Забудь меня, если сможешь

22
18
20
22
24
26
28
30

Кончик ручки прикасается к тонкой бумаге, оставляя за собой размашистые следы. Пальцы то усиленно нажимают на ручку, оставляя на бумаге глубокие следы, то едва соприкасаются с ней. Некоторое время я жду пока дрожь во всем теле перестанет меня тревожить. А слезы, скатывающиеся по щекам и приземляющиеся на неровную поверхность бумаги, не перестанут меня душить, застилая взор прозрачной пеленой.

С какой-то невероятной яростью я начинаю выводить знаки, буквы, слова, предложения на бумагу. Размашистые закорючки перерастают в слоги, затем в буквы и плавно переходят в слова.

Душа вырывается из тела, она жаждет вырваться из этой никчемной оболочки, из этого слабого сосуда. Я не замечаю, как слезы катятся по щекам, пока не приземляются на гладкую бумагу, словно наводя на нее порчу. Страницы темнеют и теряют форму под этими странными каплями боли. Кисть изнывает от усердного письма. Я слишком долго удерживаю ручку, я слишком сильно надавливаю на бумагу, я слишком долго терплю…

Мне хочется взвыть. Мне хочется рыдать навзрыд. Мне хочется чертовски много чего еще…

Ведь я, наконец, пришла в себя из вечного сна. Я нахожусь в своем теле, сознании, мышлении, но не на своем месте. Я больше не солдат корпорации «Нью сентори», я больше не монстр, хладнокровно убивающий муз и людей…

Но все, чем я занимаюсь в этом незапланированном заточении — считаю все предметы подряд, считаю все, что только поддается счету. Считаю строчки на листе бумаги и количество промежутков между ними. Считаю каждый вздох, выдох и сколько раз мне требуется вдохнуть, чтобы легкие насытились кислородом. Считаю учащенные удары сердца, считаю ускользающий пульс и взмахи ресниц. Считаю сколько звуков улавливает слух сквозь толстые бетонные стены… все, что угодно, лишь бы избавиться от утопающего ощущения неизвестности.

Я не имею ни малейшего понятия, кто меня похитил и для чего держит в четырех убийственных стенах…

Что-то коснулось моего плеча.

Я вздрагиваю, словно мне дали пощечину.

Одним движением руки я нервно отбрасываю ручку в сторону и резко встаю из-за туалетного столика. Стул издает скрипящий и невыносимый звук, и я быстро отхожу к кровати, едва не спотыкаясь.

Передо мной стоит та самая брюнетка с серебристым браслетом, которую несколько дней подряд я видела лишь лежа на животе. Я даже не заметила ее появления, полностью утопая в мыслях.

— Не видела тебя прежде, — раздается ее монотонный стальной голос. Впрочем, ее равнодушный взгляд, скользящий по моему телу, тоже не блещет теплотой.

Конечно, ты не видела меня.

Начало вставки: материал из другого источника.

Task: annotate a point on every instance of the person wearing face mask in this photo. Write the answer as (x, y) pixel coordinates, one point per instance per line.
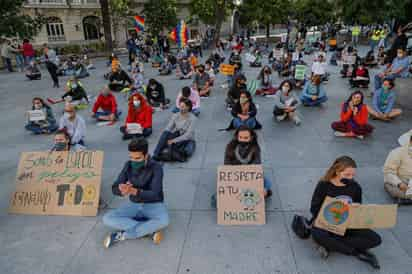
(184, 69)
(75, 93)
(383, 103)
(360, 77)
(61, 141)
(144, 212)
(140, 112)
(353, 118)
(398, 172)
(75, 126)
(201, 82)
(398, 69)
(193, 96)
(106, 102)
(286, 104)
(46, 126)
(339, 183)
(244, 112)
(177, 142)
(155, 94)
(313, 93)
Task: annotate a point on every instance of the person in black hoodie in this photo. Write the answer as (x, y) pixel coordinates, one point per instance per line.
(339, 183)
(141, 180)
(155, 94)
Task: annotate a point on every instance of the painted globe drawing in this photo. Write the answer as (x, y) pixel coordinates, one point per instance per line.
(336, 213)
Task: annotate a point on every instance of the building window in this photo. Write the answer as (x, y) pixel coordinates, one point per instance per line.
(91, 28)
(55, 30)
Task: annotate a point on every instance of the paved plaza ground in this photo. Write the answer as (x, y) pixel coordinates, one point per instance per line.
(294, 159)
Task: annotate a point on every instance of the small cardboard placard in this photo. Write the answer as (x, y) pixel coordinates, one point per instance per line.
(227, 69)
(134, 128)
(240, 195)
(58, 183)
(300, 71)
(36, 115)
(336, 216)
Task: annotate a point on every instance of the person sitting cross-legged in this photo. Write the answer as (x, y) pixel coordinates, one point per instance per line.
(177, 141)
(313, 93)
(139, 118)
(107, 104)
(383, 103)
(144, 213)
(398, 172)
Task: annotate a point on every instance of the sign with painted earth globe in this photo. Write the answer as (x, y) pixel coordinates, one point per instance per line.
(336, 213)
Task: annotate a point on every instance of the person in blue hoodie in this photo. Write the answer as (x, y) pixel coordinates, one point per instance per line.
(383, 102)
(144, 213)
(313, 93)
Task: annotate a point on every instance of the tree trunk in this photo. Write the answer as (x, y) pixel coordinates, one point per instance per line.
(107, 26)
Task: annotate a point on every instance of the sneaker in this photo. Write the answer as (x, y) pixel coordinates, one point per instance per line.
(157, 237)
(370, 258)
(113, 238)
(281, 117)
(323, 252)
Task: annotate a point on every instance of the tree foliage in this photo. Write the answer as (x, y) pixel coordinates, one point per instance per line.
(15, 24)
(159, 15)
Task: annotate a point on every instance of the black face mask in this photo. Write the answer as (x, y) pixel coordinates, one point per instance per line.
(347, 181)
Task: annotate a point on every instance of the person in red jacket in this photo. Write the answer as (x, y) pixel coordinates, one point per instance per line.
(139, 118)
(28, 52)
(353, 118)
(106, 102)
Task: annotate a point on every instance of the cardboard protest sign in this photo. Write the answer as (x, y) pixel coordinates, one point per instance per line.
(227, 69)
(36, 115)
(300, 71)
(58, 183)
(336, 216)
(240, 195)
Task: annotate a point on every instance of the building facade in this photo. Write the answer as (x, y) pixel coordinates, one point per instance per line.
(79, 22)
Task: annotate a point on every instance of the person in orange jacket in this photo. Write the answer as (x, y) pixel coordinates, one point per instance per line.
(354, 118)
(140, 113)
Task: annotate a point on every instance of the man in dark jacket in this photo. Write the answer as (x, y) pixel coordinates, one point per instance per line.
(144, 213)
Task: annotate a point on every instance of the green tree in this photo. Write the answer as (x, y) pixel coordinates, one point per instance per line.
(264, 12)
(159, 15)
(15, 24)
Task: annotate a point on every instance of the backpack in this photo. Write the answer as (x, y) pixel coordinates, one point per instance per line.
(301, 226)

Ты ничего не видела кроме подушки.

Сегодня на ней сидит нелепый костюм балерины — боди алого оттенка с короткой оттопыренной юбкой. Пышный бюст обрамляют едва заметные тонкие лямочки, которые под тяжестью груди угрожают порваться в любой момент. А вместо положенных пуант ее ноги покрывают лишь черные капроновые колготки в мелкую сеточку. На этот раз не порванные.

— Почему ты так одета? — вопрос слетает с губ, прежде чем я успеваю подумать, и приземляется на края ее алой юбки.

— Я каждый раз просыпаюсь в новой одежде, — сообщает она металлическим голосом. — Иногда одежда повторяется, но это скорее исключение.

Теперь я осознаю, о каких мертвых глазах говорили мне мама и Рон.

Неужели еще каких-то несколько дней назад я смотрела на всех таким же стеклянным и равнодушным взглядом?

Нет. Сейчас я не такая. Сейчас я чувствую себя живой. Я, черт возьми, живая.

Ее темно-карие глаза с красной сеточкой смотрят куда-то сквозь меня, пока я разглядываю ее лицо. Над бледными и тонкими, словно нить губами, красуется коричневая родинка. Нос прямой с острым кончиком. Лицо полностью расслаблено, густые черные брови опущены, а отсутствующий взгляд с каждой секундой заставляет мышцы на спине сжиматься в тонкий узел. Кожа ее имеет неестественный синюшный оттенок, а худощавое тело угловатый характер. В области локтевого сгиба и лучевого сустава присутствуют характерные следы инъекций.